1. Initialize Project: Run dotnet new webapi -n OrderService. Add packages: dotnet add package Polly, dotnet add package MassTransit, dotnet add package MassTransit.EntityFrameworkCore, dotnet add package OpenTelemetry.Exporter.Jaeger.
2. Configure DI: In Program.cs, register OrderDbContext, configure MassTransit with EF Core Outbox, and set up Resilience Pipelines using the template above.
3. Implement Outbox Entity: Create OutboxMessage class and add to DbContext. Override SaveChangesAsync to capture domain events and persist to outbox.

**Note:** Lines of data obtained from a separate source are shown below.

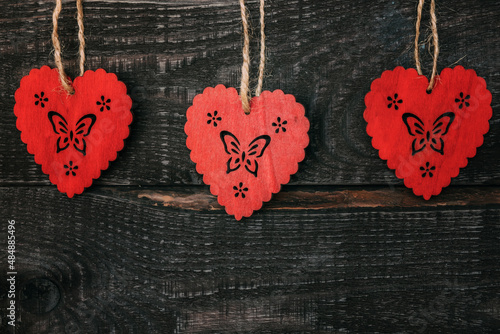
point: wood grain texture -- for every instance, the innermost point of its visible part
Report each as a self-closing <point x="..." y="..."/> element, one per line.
<point x="326" y="53"/>
<point x="344" y="249"/>
<point x="117" y="262"/>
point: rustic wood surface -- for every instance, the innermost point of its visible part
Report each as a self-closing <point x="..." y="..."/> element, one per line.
<point x="345" y="248"/>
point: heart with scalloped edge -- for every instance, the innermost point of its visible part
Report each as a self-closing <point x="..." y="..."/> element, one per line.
<point x="73" y="137"/>
<point x="427" y="137"/>
<point x="245" y="158"/>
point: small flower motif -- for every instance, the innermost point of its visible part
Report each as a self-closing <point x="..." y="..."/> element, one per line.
<point x="394" y="101"/>
<point x="279" y="125"/>
<point x="462" y="100"/>
<point x="427" y="170"/>
<point x="240" y="190"/>
<point x="71" y="168"/>
<point x="40" y="99"/>
<point x="213" y="118"/>
<point x="104" y="103"/>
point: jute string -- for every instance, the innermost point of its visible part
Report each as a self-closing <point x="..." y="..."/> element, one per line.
<point x="65" y="82"/>
<point x="245" y="94"/>
<point x="435" y="41"/>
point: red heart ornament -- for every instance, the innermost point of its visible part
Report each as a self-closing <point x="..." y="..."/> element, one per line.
<point x="245" y="158"/>
<point x="427" y="137"/>
<point x="73" y="137"/>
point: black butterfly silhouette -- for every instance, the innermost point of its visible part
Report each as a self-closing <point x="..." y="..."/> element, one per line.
<point x="248" y="156"/>
<point x="73" y="135"/>
<point x="424" y="137"/>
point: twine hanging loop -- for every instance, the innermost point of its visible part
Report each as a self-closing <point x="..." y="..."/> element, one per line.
<point x="435" y="41"/>
<point x="65" y="82"/>
<point x="245" y="94"/>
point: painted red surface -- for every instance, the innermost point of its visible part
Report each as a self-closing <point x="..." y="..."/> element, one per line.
<point x="245" y="158"/>
<point x="73" y="137"/>
<point x="427" y="138"/>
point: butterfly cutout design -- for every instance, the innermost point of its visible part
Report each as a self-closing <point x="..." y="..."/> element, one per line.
<point x="74" y="135"/>
<point x="424" y="137"/>
<point x="246" y="157"/>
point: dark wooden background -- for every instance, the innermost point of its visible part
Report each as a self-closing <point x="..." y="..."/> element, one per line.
<point x="344" y="248"/>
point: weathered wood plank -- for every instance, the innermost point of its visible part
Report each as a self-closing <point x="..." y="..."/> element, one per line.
<point x="126" y="264"/>
<point x="326" y="53"/>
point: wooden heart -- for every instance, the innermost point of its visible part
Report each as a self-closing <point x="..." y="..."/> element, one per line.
<point x="245" y="158"/>
<point x="427" y="137"/>
<point x="73" y="137"/>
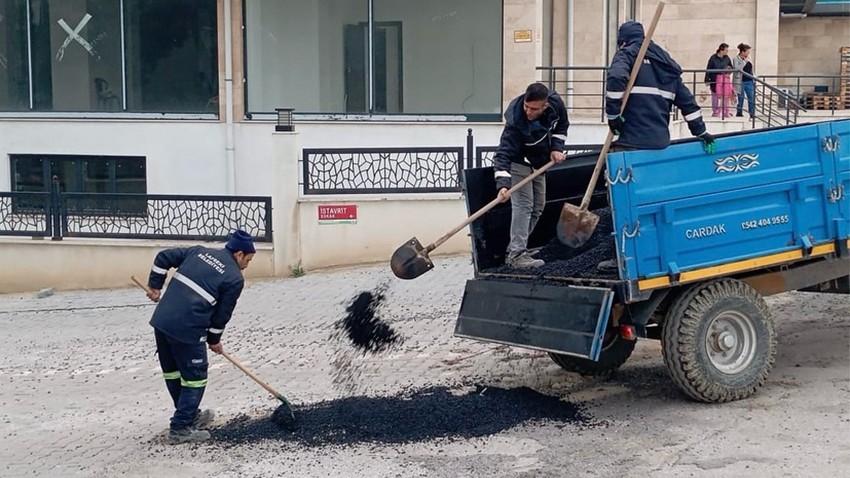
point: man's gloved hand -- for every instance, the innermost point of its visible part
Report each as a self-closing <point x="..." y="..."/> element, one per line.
<point x="616" y="125"/>
<point x="708" y="142"/>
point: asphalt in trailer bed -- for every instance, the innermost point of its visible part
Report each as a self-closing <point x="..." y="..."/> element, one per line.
<point x="565" y="262"/>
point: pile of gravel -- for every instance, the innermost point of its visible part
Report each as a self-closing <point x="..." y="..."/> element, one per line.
<point x="427" y="414"/>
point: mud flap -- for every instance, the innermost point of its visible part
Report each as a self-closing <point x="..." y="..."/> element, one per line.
<point x="562" y="319"/>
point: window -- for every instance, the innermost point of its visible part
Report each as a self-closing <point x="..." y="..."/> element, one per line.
<point x="79" y="174"/>
<point x="440" y="57"/>
<point x="156" y="56"/>
<point x="14" y="72"/>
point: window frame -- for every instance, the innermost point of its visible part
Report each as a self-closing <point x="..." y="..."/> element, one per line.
<point x="122" y="114"/>
<point x="370" y="116"/>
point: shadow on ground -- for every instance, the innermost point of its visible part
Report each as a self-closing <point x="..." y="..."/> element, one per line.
<point x="436" y="412"/>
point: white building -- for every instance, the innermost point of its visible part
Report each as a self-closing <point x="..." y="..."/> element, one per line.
<point x="179" y="96"/>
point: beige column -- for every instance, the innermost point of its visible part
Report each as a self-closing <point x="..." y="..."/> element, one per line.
<point x="766" y="56"/>
<point x="286" y="148"/>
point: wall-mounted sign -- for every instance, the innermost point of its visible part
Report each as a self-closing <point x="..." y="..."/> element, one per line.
<point x="522" y="36"/>
<point x="337" y="214"/>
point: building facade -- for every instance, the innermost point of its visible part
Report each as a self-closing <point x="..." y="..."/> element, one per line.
<point x="179" y="96"/>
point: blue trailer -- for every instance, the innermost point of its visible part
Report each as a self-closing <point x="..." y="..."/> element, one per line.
<point x="699" y="240"/>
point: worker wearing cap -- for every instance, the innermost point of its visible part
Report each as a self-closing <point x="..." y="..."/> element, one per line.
<point x="189" y="317"/>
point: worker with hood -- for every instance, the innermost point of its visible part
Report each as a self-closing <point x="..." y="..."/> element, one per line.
<point x="645" y="122"/>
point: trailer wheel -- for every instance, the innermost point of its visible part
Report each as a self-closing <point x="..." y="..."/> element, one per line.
<point x="718" y="341"/>
<point x="615" y="351"/>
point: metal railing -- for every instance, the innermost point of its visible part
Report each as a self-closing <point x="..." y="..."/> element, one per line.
<point x="815" y="92"/>
<point x="583" y="89"/>
<point x="134" y="216"/>
<point x="381" y="170"/>
<point x="397" y="170"/>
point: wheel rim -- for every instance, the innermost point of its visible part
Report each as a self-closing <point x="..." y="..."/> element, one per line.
<point x="731" y="342"/>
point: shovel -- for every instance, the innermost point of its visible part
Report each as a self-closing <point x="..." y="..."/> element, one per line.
<point x="283" y="415"/>
<point x="411" y="259"/>
<point x="576" y="224"/>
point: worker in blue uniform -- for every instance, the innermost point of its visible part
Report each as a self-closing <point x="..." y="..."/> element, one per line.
<point x="189" y="317"/>
<point x="535" y="132"/>
<point x="645" y="122"/>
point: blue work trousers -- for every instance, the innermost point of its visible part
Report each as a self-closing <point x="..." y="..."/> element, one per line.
<point x="747" y="88"/>
<point x="184" y="367"/>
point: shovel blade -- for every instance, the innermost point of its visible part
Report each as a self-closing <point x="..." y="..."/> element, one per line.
<point x="576" y="225"/>
<point x="410" y="260"/>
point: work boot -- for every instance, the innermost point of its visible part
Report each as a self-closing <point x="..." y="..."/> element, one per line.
<point x="608" y="266"/>
<point x="203" y="418"/>
<point x="525" y="261"/>
<point x="187" y="435"/>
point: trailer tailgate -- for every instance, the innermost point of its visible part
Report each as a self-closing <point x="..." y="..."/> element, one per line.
<point x="554" y="318"/>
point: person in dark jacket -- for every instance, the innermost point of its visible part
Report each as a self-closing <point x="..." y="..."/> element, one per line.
<point x="535" y="133"/>
<point x="190" y="317"/>
<point x="718" y="61"/>
<point x="645" y="122"/>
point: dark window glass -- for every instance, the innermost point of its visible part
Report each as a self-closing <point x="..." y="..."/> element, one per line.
<point x="427" y="57"/>
<point x="14" y="67"/>
<point x="79" y="174"/>
<point x="172" y="53"/>
<point x="28" y="174"/>
<point x="130" y="176"/>
<point x="76" y="55"/>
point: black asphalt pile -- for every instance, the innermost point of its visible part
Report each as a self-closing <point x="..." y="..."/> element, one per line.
<point x="361" y="332"/>
<point x="565" y="261"/>
<point x="425" y="415"/>
<point x="363" y="326"/>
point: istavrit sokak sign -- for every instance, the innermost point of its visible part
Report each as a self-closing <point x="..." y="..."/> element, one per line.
<point x="337" y="213"/>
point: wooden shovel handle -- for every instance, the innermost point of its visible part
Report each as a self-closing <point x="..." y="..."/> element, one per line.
<point x="585" y="201"/>
<point x="253" y="376"/>
<point x="487" y="207"/>
<point x="144" y="287"/>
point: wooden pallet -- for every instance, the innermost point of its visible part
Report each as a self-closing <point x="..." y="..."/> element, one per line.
<point x="822" y="101"/>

4. Add Resilience: Inject IResiliencePipelineProvider<string> into your service client. Wrap external calls with pipeline.ExecuteAsync(...).
5. Run Infrastructure: Start a local RabbitMQ container and SQL Server. Run dotnet run and verify via logs that outbox messages are processed and traces are exported.

This implementation provides a production-ready foundation for .NET microservices, addressing consistency, resilience, and observability through proven patterns.